NSSA fires investment manager for misconduct NSSA building

Fidelis Munyoro

NSSA investment manager, Richard Fusire, has been fired for ill-advice which resulted in the multi-billion State-run pension entity financing a high-risk financial institution to the tune of US$6 million.

He was also accused of authorising the payment of over US$1,4 million in a housing project deal without following the authority’s proper investment market analysis.

Fusire who was employed as an investment analyst, acted contrary to the NSSA risk policy and sanctioned investments of US$6 million with the Metbank that did not meet the authority’s criteria because its credit rating was despicable.

The investments into Metbank were against the NSSA risk policy as the authority’s investments committee’s Counter Party Limits Report – a bank credit rating analysis report which details the evaluation of the creditworthiness of counter party financial institutions – graded Metbank as a high-risk financial institution and recommended against any future transactions with it due to its failure to meet the credit criteria required by the authority.

Despite the risk, Fusire advised the authority and entered into a loan facility agreement with Metbank resulting in the authority extending the US$6 million to the bank.

Fusire also authorised payment of US$1 413 767,47 for the Brundish Chinhoyi housing project, which to date has not commenced.

He recommended the payment of the money to National Building Society (NBS) for the housing project when there was no written agreement with the development partner nor had security been provided contrary to the project loans procedure and to his duties as an investment money market analyst.

For making the wrong decisions, which exposed the authority to potential prejudice, Fusire was hauled before a disciplinary authority charged with two counts of misconduct.

Advocate Lewis Uriri presided over the disciplinary hearing and convicted Fusire after a fully contested labour hearing, before recommending his dismissal.
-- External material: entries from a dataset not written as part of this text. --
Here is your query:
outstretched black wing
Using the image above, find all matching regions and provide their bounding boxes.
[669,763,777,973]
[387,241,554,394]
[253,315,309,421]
In his defence Fusire argued that the board authorised the investment on November 23, 2016, saying the draw-down request brought by NBS through the Strategic Asset Investments Division, was based upon authorisation by the board and it had been signed by signed and confirmed by one Herbert Hungwe, who at that time was also heading the Strategic Assets Investments Division.

It was also his evidence that his involvement only came when processing payment and he did so on the basis of the term sheet and also the resolution of the board, which documents were tendered as evidence.

On the Metbank and Metro Realty transactions it was Fusire’s defence that they were not within his purview, but rather that the agreements were concluded by the property investments division.

Furthermore, he stated that the authority had already been notified of the risk attached with investing with Metbank by the Counter Party Limit Report of October 2016-April 30, 2017.

In addition to that, Fusire stated that the board through the involvement of the Minister had granted a Special Dispensation and Facility to the bank.

Therefore, disbursements to the bank where authorised by the Special Grant and the loan facility to the bank were secured by treasury bills.

But Advocate Uriri ruled that Fusire worked against company policy, saying it was a serious act of misconduct for an employee to deliberately act against the employer’s policies to advance personal interests.

He found that NSSA is a public institution and Fusire was employed to safeguard the public interest in respect of the employer’s investment portfolio, but he abdicated this responsibility.

His conduct constituted gross misconduct.

“Most importantly sight must not be lost on the fact that public funds are involved and any prejudice to the NSSA has a direct impact on the livelihoods of the poor public whose money it is supposed to safeguard,” said Adv Uriri.

The lawyer underscored the critical role of Fusire’s position in which he found dismissal as the penalty appropriate in the circumstances of the case.

“In the result the employee is discharged from his employment with effect from the date of his suspension,” he said.

The charges against Fusire arose in 2017, when NSSA sought to develop its land in Chinhoyi through financing its subsidiary National Building Society, which was earmarked the two-phased construction of 723 low cost housing units.

The total costs of this facility was US$15 523 000 as affirmed in the loan agreement between the two parties in May 2017.

The parties earlier on had signed a term sheet which essentially was a guide as to the terms which had to be satisfied before any substantial financial agreement was to be finalised.

Two years later in March 2019 there was a draw-down request of the amount of US$1 413 767,47  from NBS on the strength of the term sheet signed on February 8 2017 between the parties.

A payment of US$1 413 767,47 was made on March 31 2017 at the recommendation of Fusire and subsequently approved by Mr Hungwe his immediate supervisor on the previous day.

This was after an Investments Procurement Committee passed a resolution, which resolved that an amount of US$15,5 million be allocated to NBS for the Chinhoyi project.

The amount was to be disbursed in stages.

An internal audit was then conducted by NSSA  internal auditors who discovered that the transactions with Metbank and Met Realty were riddled with various procedural breaches which contravened NSSA regulations.